Облеплен, как корой..."

/ Валерий Тарасов/

   Предисловие от автора
  
   Помню эпизод из повести Ю.Полякова "Сто дней до приказа". "А в Афганистане есть "стариковство"? - спрашивает рядовой майора-"афганца". Вместо ответа тот вспоминает, что как-то самолёт привёз в их часть замену - необстрелянных пацанов из Союза. Принял на борт тех, кто уже отслужил. И вдруг - сообщение: душманы напали на кишлак. Командир решает бросить в бой молодых. И тогда "старики" вышли из самолёта: "Не надо их... Они же ещё ничего не умеют - зря ребят положите. А мы уж в последний раз тряхнём ... стариной!"
   Они улетели на следующий день. Улетели, недосчитавшись многих... Я тоже знаю немало подобных случаев. Знаю, как "старики" откладывали "дембель", чтобы обучить молодых "науке выживать". Как спасали их, рискуя жизнью. Как делились последним глотком воды...

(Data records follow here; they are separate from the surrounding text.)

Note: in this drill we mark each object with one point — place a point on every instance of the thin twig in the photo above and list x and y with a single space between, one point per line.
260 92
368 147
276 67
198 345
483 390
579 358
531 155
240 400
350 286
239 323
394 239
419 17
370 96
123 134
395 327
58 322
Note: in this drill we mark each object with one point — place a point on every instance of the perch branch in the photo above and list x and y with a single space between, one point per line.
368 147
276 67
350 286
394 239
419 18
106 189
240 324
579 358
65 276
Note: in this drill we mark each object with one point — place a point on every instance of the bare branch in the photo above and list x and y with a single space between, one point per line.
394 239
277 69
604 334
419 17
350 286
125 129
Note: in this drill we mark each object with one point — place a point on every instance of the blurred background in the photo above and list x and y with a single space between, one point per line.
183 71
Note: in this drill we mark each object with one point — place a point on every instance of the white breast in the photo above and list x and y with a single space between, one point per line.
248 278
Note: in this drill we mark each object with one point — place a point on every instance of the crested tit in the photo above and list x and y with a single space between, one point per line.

   Но я знаю и другое - некоторым на себе пришлось испытать такое отвратительное явление, как "дедовщина". К сожалению, это были не единичные случаи. Одно из подтверждений тому - рассказ человека, который приведён ниже. Мы познакомились с ним случайно во время митинга в день 30-летия ввода наших войск в Афганистан. Это было в Екатеринбурге на площади Российской Армии у памятника Чёрный Тюльпан. Разговорились, он попросил уделить ему несколько минут, зашли в кафе неподалеку. "Афганец", на долю которого выпали тяжёлые испытания, хотел быть услышанным и понятым.
   Все фамилии в миниатюре изменены.
  

1

  
   "Бессонница замучила... Нет у меня больше сил ломать себя ночами. Теперь, после того как уже без малого четверть века как дома, прошлое вернулось из того марева, миража, бреда. Первые три года я жил относительно спокойно. Но иногда всё-таки подступало. Постепенно всё чаще. А теперь моё прошлое не отпускает меня, каждую ночь вновь и вновь заново переживаю те события. Нет, я не жалуюсь. Я хочу разобраться", - так начал свой рассказ-исповедь Игорь Тетерев.

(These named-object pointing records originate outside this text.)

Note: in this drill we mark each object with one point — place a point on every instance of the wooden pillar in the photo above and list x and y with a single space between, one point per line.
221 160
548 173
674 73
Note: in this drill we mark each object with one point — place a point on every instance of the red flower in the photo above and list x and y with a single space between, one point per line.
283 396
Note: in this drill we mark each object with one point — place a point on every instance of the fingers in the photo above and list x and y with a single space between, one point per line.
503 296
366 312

   Родился он в Свердловске весной 1965-го. Окончил железнодорожное училище в 1984 году. Июль, август, сентябрь и часть октября проработал помощником машиниста. Да, в начале августа Игорь женился на девушке из соседнего подъезда его дома. Они с Аней знали друг друга с детских лет, она участвовала во всех дворовых играх, была настоящим "парнем в юбке". При рассказе о жене лицо Игоря посветлело: "Даже не знаю, когда наша дружба переросла в любовь. Всё произошло как-то само собой. Мои родители ничуть не удивились, когда мы объявили о своём решении пожениться".

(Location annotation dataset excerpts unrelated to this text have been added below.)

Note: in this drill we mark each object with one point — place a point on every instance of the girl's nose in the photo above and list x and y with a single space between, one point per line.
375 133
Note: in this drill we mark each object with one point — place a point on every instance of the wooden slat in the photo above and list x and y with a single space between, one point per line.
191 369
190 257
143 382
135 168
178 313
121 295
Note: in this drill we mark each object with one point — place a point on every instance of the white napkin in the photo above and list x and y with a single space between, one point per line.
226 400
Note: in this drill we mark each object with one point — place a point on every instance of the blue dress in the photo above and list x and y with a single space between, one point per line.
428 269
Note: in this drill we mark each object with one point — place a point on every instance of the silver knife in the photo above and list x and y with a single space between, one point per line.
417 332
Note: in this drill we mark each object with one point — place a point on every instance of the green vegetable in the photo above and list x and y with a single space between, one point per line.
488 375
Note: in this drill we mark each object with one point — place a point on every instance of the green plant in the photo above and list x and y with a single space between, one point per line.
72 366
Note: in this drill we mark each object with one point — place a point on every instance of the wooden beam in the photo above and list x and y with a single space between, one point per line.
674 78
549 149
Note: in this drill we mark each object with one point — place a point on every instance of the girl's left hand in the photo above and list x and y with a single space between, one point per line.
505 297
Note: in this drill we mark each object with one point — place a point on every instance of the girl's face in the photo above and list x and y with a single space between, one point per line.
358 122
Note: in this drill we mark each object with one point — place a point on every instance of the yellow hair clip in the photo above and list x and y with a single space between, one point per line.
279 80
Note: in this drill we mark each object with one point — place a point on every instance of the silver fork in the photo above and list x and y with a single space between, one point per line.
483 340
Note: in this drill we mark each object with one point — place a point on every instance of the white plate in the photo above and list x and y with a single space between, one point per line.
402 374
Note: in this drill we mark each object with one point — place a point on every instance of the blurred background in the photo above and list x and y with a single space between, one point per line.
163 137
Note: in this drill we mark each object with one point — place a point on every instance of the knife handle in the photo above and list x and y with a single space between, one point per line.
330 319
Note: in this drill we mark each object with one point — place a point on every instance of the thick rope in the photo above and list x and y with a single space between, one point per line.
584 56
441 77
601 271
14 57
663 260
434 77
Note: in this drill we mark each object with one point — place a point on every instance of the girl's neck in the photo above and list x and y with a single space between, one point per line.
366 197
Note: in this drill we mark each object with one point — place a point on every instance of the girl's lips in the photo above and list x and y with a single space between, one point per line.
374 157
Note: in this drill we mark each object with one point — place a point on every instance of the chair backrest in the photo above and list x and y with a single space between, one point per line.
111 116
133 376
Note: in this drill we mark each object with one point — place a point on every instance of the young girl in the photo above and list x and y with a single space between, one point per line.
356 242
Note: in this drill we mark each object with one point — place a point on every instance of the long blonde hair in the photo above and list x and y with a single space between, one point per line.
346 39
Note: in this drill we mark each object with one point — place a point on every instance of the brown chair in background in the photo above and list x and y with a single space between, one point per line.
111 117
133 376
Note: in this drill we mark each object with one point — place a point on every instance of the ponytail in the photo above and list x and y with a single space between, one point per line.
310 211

   В конце октября Тетерев призвался в ряды Советской Армии. Службу в армии он представлял только по передаче "Служу Советскому Союзу!" Хорошая передача, но правды там почти не было. Некоторое напоминание этой передачи было только в учебке. По весне начали курсантов разбирать в части действующие. Учебку залихорадило. Тогда всё внимание было приковано к Афганистану, по крайней мере, их, молодых солдат. И к тому, что еле доносилось о нём. 19 апреля 1985 года Игоря и ещё 69 бойцов отправляют на "юг". Поезд, 70 человек в одном вагоне, трое суток закрытые...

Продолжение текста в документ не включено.